I’ve been giving a lot of thought these days to this thing we call excellence. We use it so much in daily conversation that we can begin to feel numb to its presence, or sadly, to its absence in our lives and in organizations.
Excellence is the inner yearning to achieve mastery. It is experienced outwardly when our discipline meets the pressures of our environment, and seen when the persistent application of discipline creates the momentum that breaks through the status quo. As thoughtful leaders, we pursuit excellence in our character, and we long for it in our organizations.
Renounced authors Peters and Watterman brought “excellence” to the contemporary business conversation when they engaged in a two-year project to understand what the best 42 American companies did that others didn’t. They went on to discover those companies were able to manage ambiguity and paradox better than others could. Their work, published in the book In Search of Excellence, sold over three million copies and became the de facto go-to textbook on organizational excellence.
Jim Collins also went on a study of great companies, and discovered that a relentless pursuit for excellence turned good companies into great companies. Collins went a step further to refine what excellent meant: “understanding what your organization truly has the potential to be the very best at and sticking to it”; he termed this adherence to the “Hedgehog Concept.”

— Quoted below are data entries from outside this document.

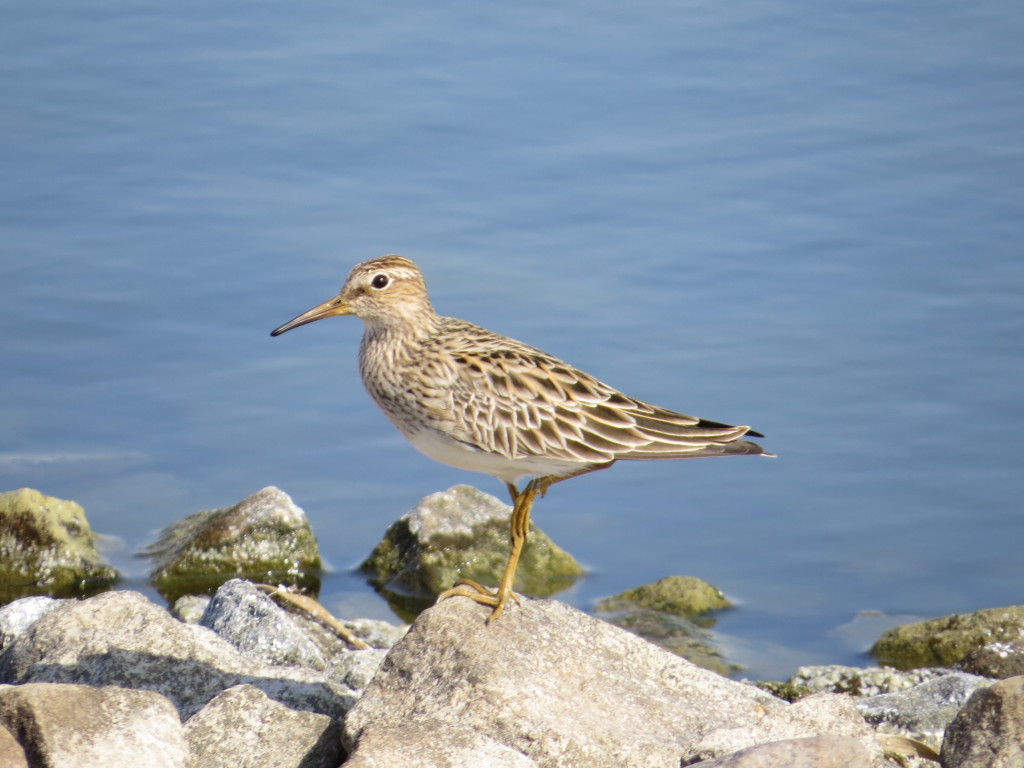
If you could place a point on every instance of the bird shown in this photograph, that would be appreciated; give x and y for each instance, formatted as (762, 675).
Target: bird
(481, 401)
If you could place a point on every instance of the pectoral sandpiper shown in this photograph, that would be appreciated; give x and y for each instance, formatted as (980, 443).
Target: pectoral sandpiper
(478, 400)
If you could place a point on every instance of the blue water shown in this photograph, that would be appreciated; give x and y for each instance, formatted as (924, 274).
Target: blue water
(807, 219)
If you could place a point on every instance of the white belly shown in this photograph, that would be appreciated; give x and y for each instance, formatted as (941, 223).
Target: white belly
(509, 470)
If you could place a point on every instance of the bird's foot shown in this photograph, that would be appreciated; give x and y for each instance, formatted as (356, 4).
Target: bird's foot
(497, 599)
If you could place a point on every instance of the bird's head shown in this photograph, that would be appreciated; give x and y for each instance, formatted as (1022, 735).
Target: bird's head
(385, 292)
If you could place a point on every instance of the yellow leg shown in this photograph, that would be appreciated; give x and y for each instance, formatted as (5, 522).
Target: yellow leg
(522, 504)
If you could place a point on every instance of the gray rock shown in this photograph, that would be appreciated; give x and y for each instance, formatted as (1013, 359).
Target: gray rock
(461, 532)
(988, 732)
(189, 608)
(941, 642)
(16, 617)
(121, 638)
(265, 538)
(814, 752)
(81, 726)
(431, 744)
(923, 712)
(11, 753)
(46, 544)
(243, 728)
(565, 689)
(860, 681)
(375, 633)
(997, 659)
(260, 629)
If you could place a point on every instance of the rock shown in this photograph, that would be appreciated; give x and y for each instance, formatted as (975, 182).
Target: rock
(941, 642)
(859, 681)
(823, 714)
(682, 596)
(189, 608)
(243, 728)
(262, 630)
(988, 732)
(998, 659)
(461, 532)
(47, 547)
(265, 538)
(923, 712)
(82, 726)
(426, 743)
(813, 752)
(565, 689)
(674, 634)
(121, 638)
(16, 617)
(663, 613)
(11, 753)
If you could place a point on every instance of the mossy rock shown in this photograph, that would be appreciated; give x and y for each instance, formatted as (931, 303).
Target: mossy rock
(461, 532)
(47, 547)
(681, 596)
(676, 635)
(264, 538)
(941, 642)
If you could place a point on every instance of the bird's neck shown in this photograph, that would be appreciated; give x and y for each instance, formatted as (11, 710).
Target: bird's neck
(399, 331)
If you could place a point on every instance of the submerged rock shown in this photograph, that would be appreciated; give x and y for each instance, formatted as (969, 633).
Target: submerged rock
(461, 532)
(674, 634)
(941, 642)
(859, 681)
(682, 596)
(47, 547)
(988, 732)
(924, 712)
(265, 538)
(668, 613)
(996, 659)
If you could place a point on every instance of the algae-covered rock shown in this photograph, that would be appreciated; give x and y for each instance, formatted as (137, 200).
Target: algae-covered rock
(681, 596)
(461, 532)
(674, 634)
(264, 538)
(47, 547)
(666, 613)
(940, 642)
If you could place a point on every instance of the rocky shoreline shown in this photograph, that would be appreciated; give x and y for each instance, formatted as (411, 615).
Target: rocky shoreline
(259, 677)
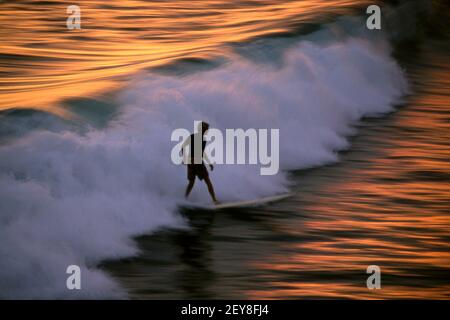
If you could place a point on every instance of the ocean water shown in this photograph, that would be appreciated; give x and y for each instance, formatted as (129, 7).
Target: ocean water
(85, 170)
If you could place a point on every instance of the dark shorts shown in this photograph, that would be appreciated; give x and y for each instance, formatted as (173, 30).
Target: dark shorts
(198, 170)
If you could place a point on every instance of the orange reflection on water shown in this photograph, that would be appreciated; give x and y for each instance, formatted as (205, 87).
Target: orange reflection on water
(42, 62)
(387, 208)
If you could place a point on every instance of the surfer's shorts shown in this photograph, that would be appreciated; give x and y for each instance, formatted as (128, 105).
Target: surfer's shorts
(197, 170)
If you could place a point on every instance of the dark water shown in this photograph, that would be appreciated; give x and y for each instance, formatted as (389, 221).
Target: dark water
(386, 203)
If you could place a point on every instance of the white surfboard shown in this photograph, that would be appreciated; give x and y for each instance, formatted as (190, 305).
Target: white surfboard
(237, 204)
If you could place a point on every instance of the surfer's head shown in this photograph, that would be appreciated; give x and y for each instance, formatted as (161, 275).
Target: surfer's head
(203, 127)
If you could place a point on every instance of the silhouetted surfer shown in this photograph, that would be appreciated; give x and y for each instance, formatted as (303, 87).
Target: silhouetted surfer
(195, 166)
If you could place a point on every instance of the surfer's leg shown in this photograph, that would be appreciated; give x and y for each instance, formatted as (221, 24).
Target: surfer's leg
(211, 189)
(189, 187)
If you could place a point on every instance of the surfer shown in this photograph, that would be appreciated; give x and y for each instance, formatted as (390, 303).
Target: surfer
(195, 165)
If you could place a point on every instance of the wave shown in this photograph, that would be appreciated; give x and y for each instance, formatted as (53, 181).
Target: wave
(69, 198)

The problem is that many leaders used Collins, Peters, and Watterman’s advice, saw positive results, and over time turned excellence into a liability.

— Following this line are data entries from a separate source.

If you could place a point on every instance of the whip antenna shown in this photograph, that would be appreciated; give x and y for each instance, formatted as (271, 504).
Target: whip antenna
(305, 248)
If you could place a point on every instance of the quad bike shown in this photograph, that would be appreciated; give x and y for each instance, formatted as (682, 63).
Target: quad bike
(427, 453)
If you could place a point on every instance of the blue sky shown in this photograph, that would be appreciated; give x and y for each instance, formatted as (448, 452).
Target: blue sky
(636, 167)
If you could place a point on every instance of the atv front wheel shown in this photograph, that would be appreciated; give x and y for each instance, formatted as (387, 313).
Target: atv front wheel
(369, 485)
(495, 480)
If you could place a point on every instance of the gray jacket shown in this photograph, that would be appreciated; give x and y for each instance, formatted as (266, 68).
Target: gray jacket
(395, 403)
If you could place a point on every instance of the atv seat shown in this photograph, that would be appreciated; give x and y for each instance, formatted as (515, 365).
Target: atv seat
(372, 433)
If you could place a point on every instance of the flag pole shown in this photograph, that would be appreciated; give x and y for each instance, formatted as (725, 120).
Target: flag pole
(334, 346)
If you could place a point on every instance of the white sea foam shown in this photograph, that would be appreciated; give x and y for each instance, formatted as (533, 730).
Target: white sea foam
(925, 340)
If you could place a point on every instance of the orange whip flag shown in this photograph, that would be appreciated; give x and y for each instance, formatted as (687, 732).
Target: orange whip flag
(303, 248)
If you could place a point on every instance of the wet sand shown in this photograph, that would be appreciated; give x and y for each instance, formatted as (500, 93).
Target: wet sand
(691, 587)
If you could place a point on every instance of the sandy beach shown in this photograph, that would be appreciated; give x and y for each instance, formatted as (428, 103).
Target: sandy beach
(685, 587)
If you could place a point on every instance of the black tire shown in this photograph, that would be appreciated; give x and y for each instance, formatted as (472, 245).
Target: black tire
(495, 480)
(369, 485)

Over time, organizational excellence can turn into silos of excellence. In their book Reengineering the Corporation, authors Hammer and Champy noted in their research the case of IBM. Over time, employees began to seek individual excellence (as this was a recognizable attribute in employees); the result was that individual excellence became the greatest obstacle to collaboration. The company had to standardize operations to build commonality of processes and infrastructure and forced collaboration. It worked.
Here’s another example. In the early stages of the war in Iraq, Gen McChrystalnoted how that pursuit for excellence allowed the war machine to become efficient at major theater wars, but when faced with an unconventional enemy (terrorists in Iraq and Afghanistan), the military’s agility was crippled. He had to flatten the organizational structure, improved accountability and cross-communication, and empowered teams to exploit opportunities.
It would be easy for leaders to fall into this trap. The best medicine is to supplement the virtue with shared knowledge, personally and organizationally. In other words, leaders must supplement the urge to become excellent with the reason why excellence is important (a sense of purpose), and then create a shared sense for excellence across the organization through knowledge sharing, collaboration, and enterprise thinking.
Always motivated, lugo
 Peters, T. J., & Watterman, R. H. (1982). In search of excellence: Lessons from America’s best-run companies. New York, NY: Warner Books. 100.
 In Search of Excellence. (2015). Director, 68(8), 18.
 Collins, J. C. (2001). Good to great: Why some companies make the leap—and others don’t. New York, NY: HarperBusiness.
 Hammer, M., & Champy, J. (1993). Reengineering the corporation: A manifesto for business revolution. New York, NY: HarperBusiness. 198-219.
 McChrystal, S., Collins, T., Silverman, D., & Fussell, C. (2015). Team of teams: New rules of engagement for a complex world. New York, NY: Penguin Random House.